Re: Topic Tuesday // Setting Boundaries // 22 November 7 - 9pm AEDT

I may have already posted this info on ACT> sorry if I have but it a great strategy to use when working on boundaries.

The Acceptance and Commitment Therapy (ACT) is a great model that touches on a key concept of values and “workability.” Workability is at the very heart of every intervention or change we make. To determine workability, we ask this question: “Is what you’re doing working to make your life rich, full, and meaningful?” If the answer is yes, then we say it’s “workable,” so there’s no need to change it.  If the answer is no, then we say it’s “unworkable,” in which case we can consider alternatives that work better.  Sometimes these changes involve risks and fears. Will my loved one hit rock bottom without me around as much?  Will they become more unwell?  Will they end their life. Often carers are not prepared to take these risks.  It is their choice only.
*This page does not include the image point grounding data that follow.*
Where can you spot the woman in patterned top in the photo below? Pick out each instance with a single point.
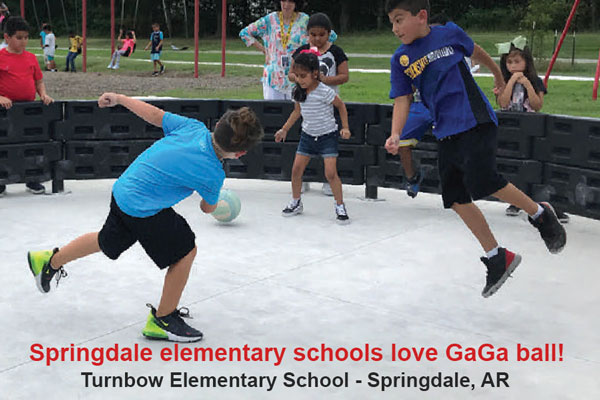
(282, 32)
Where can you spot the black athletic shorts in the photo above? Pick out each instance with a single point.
(166, 237)
(467, 165)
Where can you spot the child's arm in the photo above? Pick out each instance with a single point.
(339, 104)
(282, 133)
(342, 76)
(536, 99)
(147, 112)
(40, 88)
(399, 117)
(480, 56)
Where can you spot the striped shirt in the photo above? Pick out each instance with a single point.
(317, 111)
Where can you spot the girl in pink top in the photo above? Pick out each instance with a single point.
(126, 49)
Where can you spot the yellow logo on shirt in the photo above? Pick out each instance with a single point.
(404, 60)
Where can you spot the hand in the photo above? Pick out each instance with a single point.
(46, 99)
(5, 102)
(280, 135)
(392, 144)
(108, 100)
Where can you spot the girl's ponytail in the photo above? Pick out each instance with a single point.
(308, 60)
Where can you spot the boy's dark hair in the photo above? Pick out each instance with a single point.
(14, 24)
(412, 6)
(319, 20)
(530, 71)
(238, 130)
(309, 62)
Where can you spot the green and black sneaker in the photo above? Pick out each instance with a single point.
(171, 327)
(39, 264)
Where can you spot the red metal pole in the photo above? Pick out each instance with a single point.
(595, 93)
(562, 37)
(112, 27)
(84, 32)
(196, 29)
(223, 35)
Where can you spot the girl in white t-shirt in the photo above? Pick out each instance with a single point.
(314, 101)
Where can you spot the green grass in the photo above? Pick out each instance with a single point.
(564, 97)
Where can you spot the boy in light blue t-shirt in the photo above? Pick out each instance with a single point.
(186, 160)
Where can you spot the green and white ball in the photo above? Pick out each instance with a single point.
(228, 206)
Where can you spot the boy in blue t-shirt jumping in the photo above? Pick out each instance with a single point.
(431, 59)
(187, 160)
(155, 44)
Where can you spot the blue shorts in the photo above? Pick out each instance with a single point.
(419, 121)
(313, 146)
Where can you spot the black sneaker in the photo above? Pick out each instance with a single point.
(512, 211)
(551, 230)
(294, 208)
(413, 185)
(341, 214)
(562, 216)
(39, 264)
(170, 327)
(499, 269)
(35, 188)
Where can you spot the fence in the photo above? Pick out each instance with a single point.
(552, 158)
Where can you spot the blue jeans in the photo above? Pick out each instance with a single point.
(71, 60)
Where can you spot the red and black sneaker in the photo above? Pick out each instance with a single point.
(550, 228)
(499, 269)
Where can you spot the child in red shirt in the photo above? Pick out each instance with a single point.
(20, 76)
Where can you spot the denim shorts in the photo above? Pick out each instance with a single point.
(314, 146)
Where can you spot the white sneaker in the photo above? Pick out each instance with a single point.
(305, 187)
(341, 214)
(294, 208)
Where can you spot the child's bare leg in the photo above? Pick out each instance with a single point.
(512, 195)
(300, 163)
(333, 178)
(406, 160)
(475, 221)
(83, 246)
(175, 281)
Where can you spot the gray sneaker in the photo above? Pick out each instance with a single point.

Workability becomes complicated fast when in relationship to others i.e. returning home drunk every night may be working for one person but not the other. This is when we need to start looking at boundaries (what I am prepared to do or not) in relation to values (feeling safe in my home, relationship, fun, etc).

Setting new boundaries can only happen when the time is right for you the carer and for the person you support.

Be aware that these changes will have a ripple effect on the family/friends unit.

Decide what you value most, is it your relationship with your loved one or is it something else?